Arash Aramehr blogs at Berkeley Forum. It started in March 2006, with three bloggers. Arash is now the main contributor, but there are others. It’s primarily political, but sometimes not – a few days ago, Arash posted photos about some deer he saw, for instance. Here’s the post he read. He chose it to show that the blog tries to be neutral (the post is more conservative).
Isn’t it the nature of blogs to be politically tilted? Weblogs are not news agency, so being neutral doesn’t seem like a necessary attribute for weblogs. Arash says: Blogging was something new in communication. There are many very influential and powerful blogs now. However, he doesn’t find that blogs necessarily need to be biased. You can have a blog to have lots of different voices. It’s not a con for blogs to offer a forum to be heard, to be neutral.

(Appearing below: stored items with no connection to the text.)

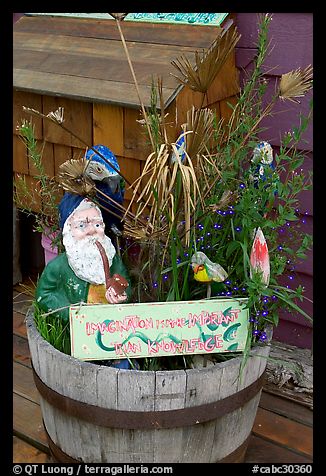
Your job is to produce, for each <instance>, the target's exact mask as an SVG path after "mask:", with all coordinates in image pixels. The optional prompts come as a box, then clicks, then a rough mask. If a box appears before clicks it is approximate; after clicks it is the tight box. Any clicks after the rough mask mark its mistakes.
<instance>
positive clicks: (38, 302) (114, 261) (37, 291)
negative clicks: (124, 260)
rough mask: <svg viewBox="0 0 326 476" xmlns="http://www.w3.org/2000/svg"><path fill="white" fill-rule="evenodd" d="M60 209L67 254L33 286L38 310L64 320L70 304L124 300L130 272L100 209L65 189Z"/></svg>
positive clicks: (65, 244)
mask: <svg viewBox="0 0 326 476" xmlns="http://www.w3.org/2000/svg"><path fill="white" fill-rule="evenodd" d="M59 211H60V227H61V229H62V237H63V244H64V247H65V252H64V253H62V254H60V255H58V256H57V257H56V258H55V259H54V260H52V261H50V262H49V263H48V264H47V266H46V267H45V269H44V271H43V273H42V275H41V276H40V278H39V281H38V284H37V288H36V300H37V304H38V306H39V308H40V309H41V310H43V311H44V312H50V311H52V313H51V314H52V315H53V316H56V317H59V318H61V319H62V320H63V321H68V319H69V306H70V305H72V304H78V303H81V302H83V303H89V304H91V303H93V304H95V303H96V304H98V303H103V304H108V303H111V304H117V303H120V302H126V301H128V300H129V299H130V296H131V288H130V281H129V278H128V273H127V270H126V268H125V266H124V264H123V262H122V260H121V258H120V256H119V255H118V254H117V253H116V250H115V248H114V246H113V244H112V242H111V240H110V238H109V237H108V236H106V235H105V233H104V222H103V218H102V214H101V210H100V209H99V208H98V207H97V205H95V203H94V202H92V201H91V200H89V199H88V198H84V197H82V196H80V195H74V194H70V193H69V194H67V193H66V194H65V195H64V196H63V198H62V200H61V202H60V204H59ZM53 311H54V312H53ZM112 365H113V366H115V367H119V368H130V365H129V362H128V360H127V359H123V360H121V361H114V363H112Z"/></svg>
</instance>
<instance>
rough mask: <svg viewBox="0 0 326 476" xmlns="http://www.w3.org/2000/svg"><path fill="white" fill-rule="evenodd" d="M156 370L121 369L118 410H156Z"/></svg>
mask: <svg viewBox="0 0 326 476" xmlns="http://www.w3.org/2000/svg"><path fill="white" fill-rule="evenodd" d="M154 395H155V372H139V371H132V372H130V371H129V370H120V372H119V374H118V410H126V411H131V410H137V411H143V412H146V411H152V410H154Z"/></svg>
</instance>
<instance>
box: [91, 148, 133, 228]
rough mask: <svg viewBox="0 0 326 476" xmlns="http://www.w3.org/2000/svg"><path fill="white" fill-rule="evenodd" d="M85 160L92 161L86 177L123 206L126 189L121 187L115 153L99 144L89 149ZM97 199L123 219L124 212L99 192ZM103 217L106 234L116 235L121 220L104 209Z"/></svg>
mask: <svg viewBox="0 0 326 476" xmlns="http://www.w3.org/2000/svg"><path fill="white" fill-rule="evenodd" d="M93 149H94V150H93ZM95 151H96V152H95ZM103 157H104V158H103ZM85 158H86V160H89V161H90V162H89V164H88V166H87V168H86V175H87V176H88V177H89V178H91V179H92V180H94V182H95V184H96V188H97V189H98V190H100V191H101V192H103V193H104V194H105V195H107V196H109V197H110V198H111V199H113V200H114V201H115V202H117V203H120V204H122V203H123V200H124V188H123V187H122V186H121V176H120V175H119V173H118V172H120V166H119V163H118V161H117V158H116V156H115V155H114V154H113V152H112V151H111V150H110V149H109V148H108V147H107V146H105V145H102V144H98V145H94V147H93V148H92V149H88V151H87V152H86V155H85ZM105 159H106V160H107V161H108V162H107V161H106V160H105ZM110 164H112V166H113V167H111V165H110ZM96 198H97V200H98V202H99V204H100V205H102V206H103V207H105V208H107V209H108V210H112V211H113V212H114V213H115V214H118V215H120V216H121V217H122V212H121V211H120V210H119V209H118V208H117V207H115V206H114V204H112V202H110V201H109V200H108V199H106V198H105V197H104V195H102V194H101V193H99V192H97V194H96ZM102 216H103V220H104V223H105V228H106V233H109V234H110V233H112V232H113V233H114V234H115V235H116V234H117V232H116V230H117V229H118V230H120V229H121V228H122V224H121V220H119V219H118V218H117V217H115V216H114V215H112V214H111V213H110V212H109V211H107V210H105V209H103V208H102Z"/></svg>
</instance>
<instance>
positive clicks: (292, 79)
mask: <svg viewBox="0 0 326 476" xmlns="http://www.w3.org/2000/svg"><path fill="white" fill-rule="evenodd" d="M312 71H313V68H312V66H311V65H309V66H307V67H306V68H305V69H301V68H298V69H296V70H294V71H290V72H289V73H286V74H282V76H281V81H280V85H279V94H278V95H279V97H280V98H281V99H283V100H285V99H289V100H290V101H293V102H298V101H297V100H295V98H297V97H302V96H304V95H305V94H306V93H307V92H308V91H309V90H310V89H311V88H312V77H313V76H312Z"/></svg>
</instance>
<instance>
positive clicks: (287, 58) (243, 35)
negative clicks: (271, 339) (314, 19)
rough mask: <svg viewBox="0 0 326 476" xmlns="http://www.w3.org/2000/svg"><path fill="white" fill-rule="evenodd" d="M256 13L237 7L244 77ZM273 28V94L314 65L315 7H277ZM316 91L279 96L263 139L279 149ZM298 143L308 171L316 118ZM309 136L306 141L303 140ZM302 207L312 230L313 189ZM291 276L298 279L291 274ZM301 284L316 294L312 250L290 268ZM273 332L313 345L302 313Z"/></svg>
mask: <svg viewBox="0 0 326 476" xmlns="http://www.w3.org/2000/svg"><path fill="white" fill-rule="evenodd" d="M258 15H259V14H258V13H237V14H236V23H237V26H238V30H239V32H240V33H241V39H240V41H239V43H238V45H237V48H236V64H237V67H238V68H239V71H240V81H241V82H243V80H244V79H245V78H246V75H247V74H248V72H250V71H251V69H252V64H253V59H254V56H255V54H256V51H257V48H256V42H257V21H258ZM272 15H273V19H272V21H271V23H270V28H269V40H270V41H271V47H270V54H269V55H268V57H267V60H266V62H265V65H264V71H265V76H266V79H267V80H268V81H269V89H270V94H271V93H272V92H274V90H275V89H274V88H275V83H276V82H277V79H278V78H279V77H280V75H281V74H283V73H286V72H288V71H291V70H293V69H296V68H299V67H302V68H305V67H306V66H308V65H310V64H311V65H313V48H312V38H313V16H312V13H273V14H272ZM311 98H312V92H309V93H308V94H307V96H306V97H304V98H300V104H295V103H292V102H289V101H287V102H281V101H280V102H279V104H278V105H277V107H275V109H274V113H275V114H274V116H273V117H269V118H267V120H265V121H264V122H263V123H262V126H263V127H267V128H268V129H267V130H266V131H264V132H263V133H261V134H260V137H261V138H262V139H263V140H268V141H269V142H270V143H271V144H272V146H273V148H274V150H275V151H277V150H278V146H279V144H280V137H281V136H282V135H283V134H284V133H285V132H286V131H289V130H290V129H291V128H292V127H293V126H297V125H298V120H299V114H300V113H302V114H304V115H306V114H307V112H308V109H309V101H310V99H311ZM302 139H303V140H302V141H301V142H300V144H299V148H301V149H302V150H305V151H307V152H308V153H307V158H306V160H305V162H304V164H303V167H302V168H303V169H304V170H305V171H308V170H312V164H313V136H312V124H310V125H309V127H308V129H307V131H306V132H305V134H304V136H303V138H302ZM305 141H307V142H305ZM299 209H300V212H301V219H302V221H303V223H302V227H303V229H304V230H305V231H307V232H309V233H311V232H312V227H313V208H312V191H305V192H302V194H301V196H300V207H299ZM290 276H292V277H293V278H294V279H290ZM298 284H302V285H303V286H304V287H305V296H306V297H307V298H308V299H310V300H312V294H313V266H312V252H310V253H309V254H308V258H307V260H306V261H305V262H303V263H301V264H299V265H297V266H296V268H295V272H294V273H293V272H292V273H291V272H289V273H286V275H285V276H284V277H283V285H290V287H294V285H295V286H297V285H298ZM302 306H303V308H304V310H305V311H306V312H307V313H308V314H309V315H311V316H312V314H313V309H312V303H311V302H309V301H306V302H304V303H303V304H302ZM274 338H275V339H276V340H279V341H281V342H285V343H288V344H292V345H296V346H298V347H303V348H311V345H312V328H311V325H310V324H309V323H308V321H306V320H305V319H304V318H303V317H301V315H300V314H295V313H286V312H282V313H281V314H280V324H279V326H278V327H277V328H276V329H275V332H274Z"/></svg>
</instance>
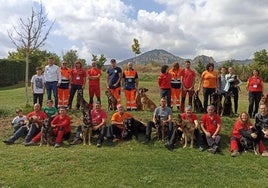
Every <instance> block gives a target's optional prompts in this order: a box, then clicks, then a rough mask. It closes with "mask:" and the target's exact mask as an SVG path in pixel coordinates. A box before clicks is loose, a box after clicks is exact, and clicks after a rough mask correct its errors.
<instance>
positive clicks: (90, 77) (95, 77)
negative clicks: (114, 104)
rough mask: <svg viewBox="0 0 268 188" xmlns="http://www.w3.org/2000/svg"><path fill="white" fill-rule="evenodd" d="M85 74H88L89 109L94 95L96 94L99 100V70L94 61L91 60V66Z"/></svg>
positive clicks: (99, 98) (100, 70)
mask: <svg viewBox="0 0 268 188" xmlns="http://www.w3.org/2000/svg"><path fill="white" fill-rule="evenodd" d="M87 75H88V93H89V106H90V109H93V97H94V95H96V97H97V101H99V102H101V98H100V77H101V70H100V69H99V68H98V67H97V62H96V61H92V63H91V68H89V69H88V71H87Z"/></svg>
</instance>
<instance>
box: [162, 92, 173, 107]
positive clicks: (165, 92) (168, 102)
mask: <svg viewBox="0 0 268 188" xmlns="http://www.w3.org/2000/svg"><path fill="white" fill-rule="evenodd" d="M160 97H161V98H162V97H166V99H167V106H168V107H171V89H161V90H160Z"/></svg>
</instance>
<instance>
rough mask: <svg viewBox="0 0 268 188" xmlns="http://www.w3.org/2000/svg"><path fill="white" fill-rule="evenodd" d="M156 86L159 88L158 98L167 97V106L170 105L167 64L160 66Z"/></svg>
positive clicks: (170, 82) (170, 102)
mask: <svg viewBox="0 0 268 188" xmlns="http://www.w3.org/2000/svg"><path fill="white" fill-rule="evenodd" d="M158 86H159V88H160V98H163V97H166V98H167V106H168V107H171V76H170V74H168V65H163V66H162V67H161V73H160V75H159V76H158Z"/></svg>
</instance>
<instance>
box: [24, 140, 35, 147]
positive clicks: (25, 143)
mask: <svg viewBox="0 0 268 188" xmlns="http://www.w3.org/2000/svg"><path fill="white" fill-rule="evenodd" d="M24 146H37V143H35V142H33V141H30V142H28V143H25V144H24Z"/></svg>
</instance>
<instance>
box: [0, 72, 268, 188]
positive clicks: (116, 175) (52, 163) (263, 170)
mask: <svg viewBox="0 0 268 188" xmlns="http://www.w3.org/2000/svg"><path fill="white" fill-rule="evenodd" d="M144 78H146V79H144V80H146V81H143V80H142V79H141V82H140V87H147V88H149V92H148V95H149V96H150V98H152V99H153V101H154V102H155V103H156V104H158V100H159V90H158V86H157V83H156V81H155V80H154V79H156V76H152V77H148V76H147V77H144ZM102 85H103V89H104V83H103V81H102ZM243 87H244V85H242V91H241V93H240V99H239V112H241V111H247V106H248V101H247V92H246V91H245V89H244V88H243ZM102 94H104V92H102ZM85 96H87V91H86V95H85ZM45 97H46V95H45ZM86 98H87V97H86ZM87 99H88V98H87ZM122 99H123V103H124V95H122ZM0 101H1V102H0V113H1V117H2V118H1V124H2V126H1V127H0V139H1V141H2V140H4V139H6V138H8V137H9V136H10V135H11V134H12V129H11V126H10V125H5V123H4V122H7V121H10V118H11V117H12V116H13V115H14V114H13V111H14V109H15V108H17V107H24V106H25V97H24V88H22V87H19V88H5V89H1V90H0ZM30 101H32V99H30ZM102 101H103V102H102V104H103V108H104V109H106V108H107V99H106V98H105V96H104V95H103V96H102ZM27 110H31V108H27ZM70 113H71V114H74V115H76V116H79V114H80V113H79V112H78V111H75V110H72V111H71V112H70ZM133 115H134V116H135V117H136V118H138V119H141V120H142V121H144V122H147V121H148V120H150V119H151V117H152V113H150V112H133ZM175 115H177V113H175ZM4 116H5V117H4ZM6 116H9V117H6ZM198 116H199V117H200V116H201V114H198ZM110 117H111V112H109V118H110ZM222 119H223V126H222V132H221V134H222V142H221V152H220V153H219V154H216V155H213V154H211V153H208V152H207V151H204V152H200V151H199V150H198V149H196V148H194V149H190V148H186V149H183V148H182V146H181V145H180V144H178V145H176V149H175V150H174V151H172V152H170V151H168V150H167V149H166V148H165V147H164V146H163V143H161V142H158V141H155V142H151V143H150V144H149V145H143V144H142V143H141V142H142V141H143V139H144V136H143V135H140V137H139V140H138V141H136V140H131V141H128V142H117V143H116V144H115V146H113V147H109V146H107V144H106V143H104V145H103V146H102V147H101V148H97V147H96V146H95V145H92V146H83V145H75V146H70V145H69V144H68V143H67V142H66V143H65V144H64V147H62V148H57V149H54V148H53V147H46V146H42V147H38V146H35V147H25V146H23V145H22V144H21V142H22V140H18V141H17V142H16V144H14V145H10V146H8V145H5V144H4V143H3V142H0V159H1V160H0V168H1V173H0V187H26V188H28V187H115V188H117V187H122V188H123V187H162V188H164V187H268V185H267V181H268V158H264V157H261V156H256V155H254V154H253V153H252V152H248V153H243V154H242V155H240V156H239V157H236V158H232V157H230V152H229V135H230V132H231V129H232V126H233V122H234V120H235V119H234V118H229V117H223V118H222ZM3 125H5V126H4V127H3ZM73 131H75V129H74V130H73ZM95 141H96V140H94V139H93V142H95Z"/></svg>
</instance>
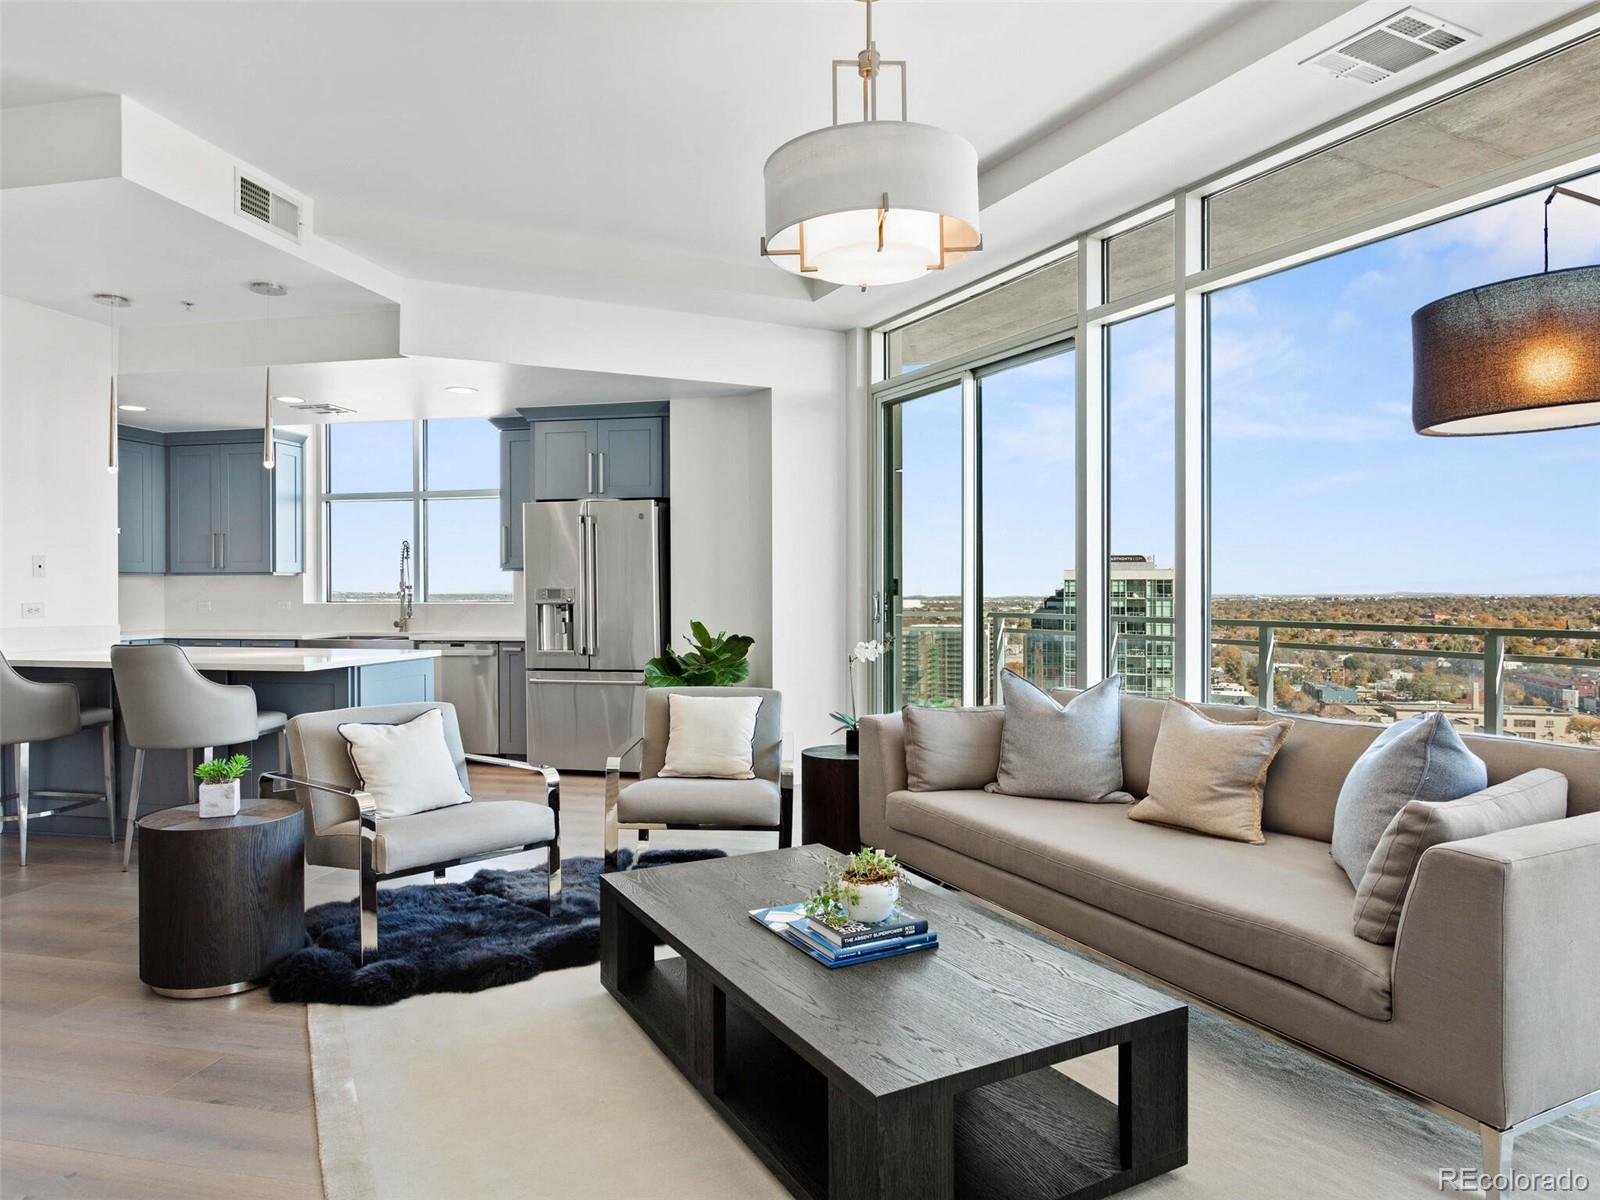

Who is your audience? I’m interested to the appeal to the second-generation Iranian audience. Arash says: Seventy percent of hits come from the U.S., and secondary is Iran.
Do people leave comments? Arash says: Sometimes, and Berkeley Forum doesn’t really delete – the only time they deleted stuff was when it was promotion of a porn site in the comments. He gets a lot of comments asking about why he writes about American politics if he’s an Iranian, and he believes it’s important to integrate in this society.
Why do you write so little? Saat Sheni says: I used to write more. Blogging creates this strange tension of wanting to be read or not wanting to be read… so writing becomes a little difficult.
How long were you in Iran? Saat Sheni says: I completed high school and attended college in Iran, but didn’t finish college there.
Do you get comments that are discouraging? Saat Sheni says: Not really, as most of my comments come from my friends. Strangers don’t leave a lot of comments.